Así fue toda la noche.

Llegamos, incluso, a escuchar el argumento de su próxima novela. Casi en seguida nos contó sus planes de internacionalización. Después habló de otros escritores, amigos comunes. Y, como tenía que ser, en determinado instante, disertó acerca de «lo baladí del trabajo» de cada uno de ellos.

—No hay densidad, no hay búsqueda…

Pensé que si en lugar de «trabajo» hubiese dicho «oficio» lo habría botado de la casa, pero se salvó, dijo trabajo. Por fin fue un poco, un poquito, menos petulante.

Claudia y yo estábamos cansados de tantas pendejadas, sobre las que ni siquiera podíamos opinar. Por eso me paré nuevamente y fui al baño. Prefería respirar meados que seguir oyendo a Alejandro.
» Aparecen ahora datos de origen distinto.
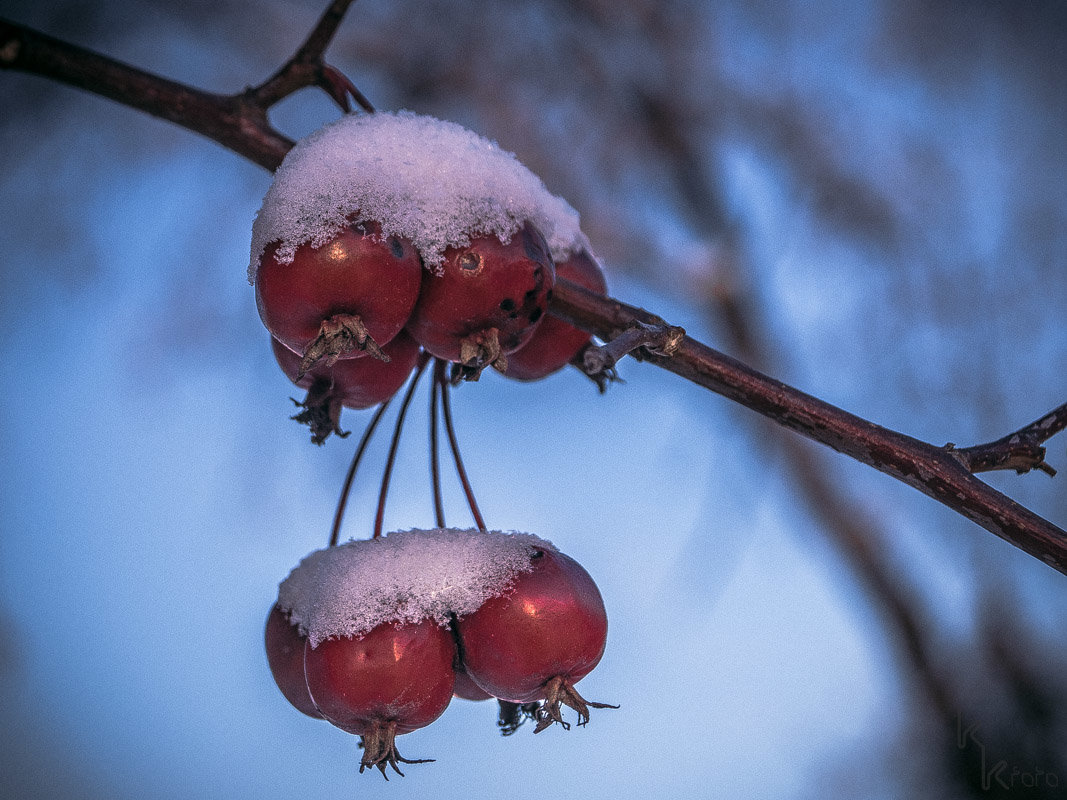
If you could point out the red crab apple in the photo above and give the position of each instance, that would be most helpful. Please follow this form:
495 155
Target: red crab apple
487 302
351 383
556 342
539 639
467 689
285 655
341 300
393 680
También pensé que ese era mi castigo por haberlo invitado.

Ya de vuelta, aproveché un silencio para contar lo que me había ocurrido durante la mañana, en la biblioteca, mientras le explicaba matemáticas a mi sobrino.
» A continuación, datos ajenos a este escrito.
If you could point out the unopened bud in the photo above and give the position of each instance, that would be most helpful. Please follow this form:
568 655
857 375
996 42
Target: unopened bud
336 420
Cuando me preparaba para decir que Massiani, además de divertido, era profundo, cuando iba a decirlo, Alejandro me interrumpió.

—Yo creo que Massiani es muy superficial. Me quedé con la boca abierta. Vi a Claudia, quien en su ansiedad no pudo más que abrir los ojos.

—Carajo —logré articular.

Decidí no escucharlo más. Entonces puse música y fingí prestar atención a la «charla». Tengo que reconocerlo, Claudia se portó muy bien. Fue capaz de aguantar la avalancha con serenidad. A veces, hasta sonrió.
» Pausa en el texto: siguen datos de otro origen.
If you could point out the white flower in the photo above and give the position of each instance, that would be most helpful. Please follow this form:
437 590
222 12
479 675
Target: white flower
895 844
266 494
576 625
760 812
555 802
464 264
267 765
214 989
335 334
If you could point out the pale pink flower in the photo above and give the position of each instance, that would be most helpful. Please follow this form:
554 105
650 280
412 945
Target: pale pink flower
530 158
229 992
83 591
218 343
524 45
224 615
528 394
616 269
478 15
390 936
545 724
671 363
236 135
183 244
Con la excusa de servir unos tragos, Claudia y yo nos fuimos a la cocina.

—No lo soporto. Es un creído. Sabes, está buscando una beca para escribir. Le dije que la Fundación Fulbright las da. ¿Y sabes qué me respondió? Que odia a los gringos. Le dije que sí, que los gringos son insoportables, pero que lo importante son las condiciones que ofrecen; o sea, dinero, bibliotecas, tranquilidad. ¿Sabes qué me respondió? Que eso no es fundamental.

—¿No es fundamental? —exclamé yo.

—Te das cuenta —dijo Claudia.

—Está loco.

Teníamos mucho rato en la cocina así que tuvimos que volver al recibo.

Le di su vaso a Alejandro. Claudia ocupó la mecedora.

Sin saber por qué dije:

—Las Fulbright son una buena opción.

—No, vale —contestó—. Se lo comenté a Claudia. No quiero ir a Nueva York, Boston o a un pueblito gringo.

—Chico, vas a escribir. Además, te van a a pagar. Vas a estar tranquilo.

—No, quiero ir a Bombay.

—¿Adónde?

—A Bombay —repitió.

Yo iba a preguntar qué tiene que ver el culo con las pestañas. Que si era por la práctica de la pobreza para eso teníamos en Venezuela. Me pregunté un poco de vainas más, por supuesto, confundido, asombrado. Es cierto, quizás la experiencia de ir a Bombay sea valiosa, pero yo estaba seguro de que Alejandro únicamente quería tirárselas de excéntrico.

«¿Te has convertido al misticismo?», le iba a decir. Pero Claudia se me adelantó y tarareó, con sonsonete de cuña publicitaria:

—Claro, es que Como Bombay no hay.

Del libro: El placer de la falsificación (Memorias de Altagracia, 1998)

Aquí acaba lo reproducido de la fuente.